Путь пролегал мимо крутого навороченного бизнес-центра, где в последние школьные годы Фрод подрабатывал айтишником. Чуть правее возвышался небоскреб филиала Всемирного НИИ Психологии. Ходило немало шуток в малоприличном стиле фрейдистских анекдотов на предмет пристрастия психологов к высоченным, возвышавшимся над другими (малоэтажное коттеджное строительство понемногу становилось на Земле нормой) зданиями. Впрочем, у всех есть право на маленькие слабости.
С IT вообще получилось сложно. Как и многие его сверстники, школьником он с энтузиазмом ринулся в новое, манящее к себе неизведанными доселе чудесами; быстро освоил ремесло сисадмина, некоторое время спустя сменив на безбедную, казалось бы, стезю профессионального программиста. Все было прекрасно, и предки лишь хмыкали в дни, когда он приносил домой зарплату.
А потом вдруг, нежданно-негаданно, явилась досада. Будто бы разменивал он по рублю, не в силах понять и освоить целиком, Нечто. Толстяки-айтишники, гогоча онанирующие на забористое порно в интернете и вряд ли способные, помимо программного кода, хоть на что-то в реальной жизни - не вызывали теперь ничего, кроме раздражения. Какое-то время по инерции он продолжал работать, хотя и начал метаться между работодателями, не задерживаясь в штате ни одной коммерческой структуры надолго. Пока однажды не осенило: идет по жизни одиночкой, на побегушках у бизнеса ему не быть, здесь - чужое, не его. И как-то сразу его интерес к IT - да и интерес IT к нему - разом пропали. Некоторое время он колебался между юриспруденцией и психологией (обе стези давали возможность независимой и индивидуальной, как ему казалось, работы), но наконец определился с выбором.

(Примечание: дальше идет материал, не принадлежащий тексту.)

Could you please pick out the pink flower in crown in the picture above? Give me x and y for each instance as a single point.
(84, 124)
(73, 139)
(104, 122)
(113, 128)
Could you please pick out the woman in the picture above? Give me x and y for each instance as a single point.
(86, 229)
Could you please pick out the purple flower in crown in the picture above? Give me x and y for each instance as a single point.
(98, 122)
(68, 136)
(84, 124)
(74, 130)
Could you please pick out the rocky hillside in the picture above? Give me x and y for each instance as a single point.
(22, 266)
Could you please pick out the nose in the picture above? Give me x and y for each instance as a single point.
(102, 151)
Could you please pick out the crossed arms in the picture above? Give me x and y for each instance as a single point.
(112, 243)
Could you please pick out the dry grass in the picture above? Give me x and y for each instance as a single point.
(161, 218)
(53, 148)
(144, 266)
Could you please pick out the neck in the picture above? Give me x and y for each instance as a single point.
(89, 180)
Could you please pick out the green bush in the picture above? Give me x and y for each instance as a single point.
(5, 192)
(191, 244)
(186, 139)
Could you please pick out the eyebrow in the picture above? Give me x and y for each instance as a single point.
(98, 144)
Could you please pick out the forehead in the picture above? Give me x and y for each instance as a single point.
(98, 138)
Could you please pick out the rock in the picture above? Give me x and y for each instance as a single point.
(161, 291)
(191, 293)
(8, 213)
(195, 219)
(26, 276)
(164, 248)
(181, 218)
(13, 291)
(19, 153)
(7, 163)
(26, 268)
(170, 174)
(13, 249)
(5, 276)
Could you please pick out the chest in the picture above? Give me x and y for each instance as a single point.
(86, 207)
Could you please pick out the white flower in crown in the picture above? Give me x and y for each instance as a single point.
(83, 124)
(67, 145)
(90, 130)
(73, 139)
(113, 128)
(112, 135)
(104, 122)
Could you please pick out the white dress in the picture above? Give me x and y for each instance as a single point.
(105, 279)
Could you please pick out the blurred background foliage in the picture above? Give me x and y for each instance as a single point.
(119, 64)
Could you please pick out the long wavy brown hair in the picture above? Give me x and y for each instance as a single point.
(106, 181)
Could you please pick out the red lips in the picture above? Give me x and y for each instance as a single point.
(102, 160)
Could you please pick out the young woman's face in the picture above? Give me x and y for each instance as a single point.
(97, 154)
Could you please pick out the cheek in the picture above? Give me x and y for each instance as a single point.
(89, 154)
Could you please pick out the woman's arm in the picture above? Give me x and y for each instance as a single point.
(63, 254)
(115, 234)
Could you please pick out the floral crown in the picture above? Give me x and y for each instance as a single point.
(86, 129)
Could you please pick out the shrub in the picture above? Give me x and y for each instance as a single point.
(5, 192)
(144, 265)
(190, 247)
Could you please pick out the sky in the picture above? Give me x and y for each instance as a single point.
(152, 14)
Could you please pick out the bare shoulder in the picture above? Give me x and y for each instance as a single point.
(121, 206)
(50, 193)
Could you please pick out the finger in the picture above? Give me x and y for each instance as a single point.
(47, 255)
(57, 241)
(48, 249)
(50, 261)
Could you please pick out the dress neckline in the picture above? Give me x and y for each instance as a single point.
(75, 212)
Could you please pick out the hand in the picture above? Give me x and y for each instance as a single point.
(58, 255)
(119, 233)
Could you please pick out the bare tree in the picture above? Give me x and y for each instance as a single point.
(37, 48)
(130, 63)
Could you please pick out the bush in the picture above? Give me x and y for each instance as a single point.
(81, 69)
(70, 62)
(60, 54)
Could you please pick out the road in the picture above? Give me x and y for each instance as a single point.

Родители были не в восторге. Но какое значение имело их мнение. Он рано осознал: мама-папа сами по себе, он - сам по себе. Да и что знали о нем родители?
Глава 3
У него была Тайна. Когда-то, в переполненном почти до отказа книгами детстве, явилась не самая обычная для ребенка мысль, что путешествие во времени может быть иным, чем у персонажей зачитанной до дыр фантастики. Для него это была бы Машина Времени, позволяющая путешествие не в прошлое, бывшее общим для всех, а - в личное свое прошлое. В любой момент времени, прожитый, будто космическим скафандром высокой защиты, его телом.
Да, но как же это. Если хочешь вернуться в самого себя в одну из прежних своих минут, сохранив взрослую память о том, что ты — это ты сегодняшний, а не вчерашний, подобное наталкивается на препятствие: возвращение невозможно попросту в силу того обстоятельства, что сейчас, двенадцатилетним, ты чувствуешь себя на свои двенадцать лет, а пожилым и опытным путешественником во времени — не чувствуешь. Логично ведь, да?
Ну вот как вернуться в этот прекрасный солнечный день лета, если не было тебя в этом дне?
Подумайте, прежде чем отвечать. Вспомните себя в те годы, которые издалека представляются столь солнечными. И которые отнюдь не были такими. Так и здесь. Возможно, данное рассуждение и не является образцом логики; но, как говорил один из писателей-фантастов, практически наверняка владевший искусством Путешествий во Времени и поведавший взрослым немало удивительного об их детях, за что и был удостоен звания Командора - "не будем излишне придирчивы к Мальчику".
Будучи неугомонным изобретателем, учеником капитана Немо, Робура-завоевателя и заодно эгоцентрика инженера Гарина, он нашел выход. Иногда, лучше всего безлюдным солнечным утром, нужно вспоминать, что он путешественник во времени, готовя таким образом «restore points» (точки восстановления), в которые можно было бы вернуться. Когда наконец зарелизится, как сказали бы в бытность коллеги-айтишники, его Машина Времени.
Да, это была такая детская игра. Но игра весьма непростая и занятная, если не сказать больше. Игра, странным образом не пожелавшая распроститься с ним с течением лет, подобно полузабытому плюшевому медведю, наблюдающему со шкафа. "Что ты, как ты? У тебя все нормально? Забей на неприятности, я с тобой и никуда не уйду."